At memorial, Somerville Haitians call for better recovery

On January 19, 2011, in Latest News, by The Somerville Times

A January 14 event at Somerville High School remembered the earthquake in Haiti one year later. - Photo by Andrew Firestone

Local activist: Like quake happened yesterday

By Andrew Firestone

It is one year later, and the country of Haiti is still healing. Haitian expatriates in Somerville came together to remember the 300,000 people who lost their lives in last year’s devastating earthquake in an event sponsored by the Haitian Coalition of Somerville.

“It is heartbreaking to see so many people living in inhuman conditions,” said Franklin Dalembert, Executive Director of the Coalition. Having traveled to Haiti three times in the last year, Dalembert was disheartened by the lack of progress made in rebuilding Haiti. “It’s like it happened yesterday,” he said. “It is a failure.”

The January 14 assembly at Somerville High School was highlighted by a firebrand speech by Patrick Sylvain, a professor at UMass Boston, who called upon Haitians to answer the question: “Why is your country so poor? Why is your country so messed up?

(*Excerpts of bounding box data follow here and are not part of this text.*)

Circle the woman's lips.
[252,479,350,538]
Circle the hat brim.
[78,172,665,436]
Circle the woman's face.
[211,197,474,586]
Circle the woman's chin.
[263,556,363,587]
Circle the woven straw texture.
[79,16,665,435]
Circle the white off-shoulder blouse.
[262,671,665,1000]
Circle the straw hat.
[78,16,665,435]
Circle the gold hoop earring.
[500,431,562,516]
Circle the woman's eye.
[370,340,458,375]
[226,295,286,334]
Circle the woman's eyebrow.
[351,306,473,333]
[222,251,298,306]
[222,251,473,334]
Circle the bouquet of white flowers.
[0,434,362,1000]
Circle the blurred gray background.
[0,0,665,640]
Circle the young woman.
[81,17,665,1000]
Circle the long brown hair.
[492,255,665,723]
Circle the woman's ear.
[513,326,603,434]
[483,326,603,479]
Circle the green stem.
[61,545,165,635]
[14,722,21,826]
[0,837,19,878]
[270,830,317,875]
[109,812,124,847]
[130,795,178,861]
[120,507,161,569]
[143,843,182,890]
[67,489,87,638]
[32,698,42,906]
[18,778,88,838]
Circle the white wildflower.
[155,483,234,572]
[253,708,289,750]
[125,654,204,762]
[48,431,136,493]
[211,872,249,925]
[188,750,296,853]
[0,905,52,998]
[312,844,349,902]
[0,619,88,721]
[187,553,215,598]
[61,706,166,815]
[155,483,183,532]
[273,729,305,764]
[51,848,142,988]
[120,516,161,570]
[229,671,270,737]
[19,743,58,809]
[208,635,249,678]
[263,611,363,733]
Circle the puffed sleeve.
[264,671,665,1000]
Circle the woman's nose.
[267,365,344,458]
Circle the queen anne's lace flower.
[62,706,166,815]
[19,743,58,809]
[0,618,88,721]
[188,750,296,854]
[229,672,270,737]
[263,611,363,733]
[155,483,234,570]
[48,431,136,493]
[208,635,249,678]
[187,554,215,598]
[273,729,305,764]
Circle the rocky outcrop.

“We fought among ourselves and so we did not achieve the dream we were trying to achieve,” Sylvain said, highlighting the many civil wars and corrupt leaders that plagued Haiti for decades. “We are not resilient,” he said talking about the Haitian people’s past dealing with slavery, American domination, and Cold War haggling. “We simply refuse to die.”

Patrick blamed former dictator Jean-Claude “Baby Doc” Duvalier for destroying the fabric of Haitian society, but said that “we are going to build a country on top of the rubble.”

Other speakers included refugee Altide Pierre, a mother of three who survived the quake that razed her home. Currently living in a Somerville shelter, Pierre remembers the tragedy that struck her home and community.

“We cannot reverse time,” said Patrick. “If I could, I would reverse time today.”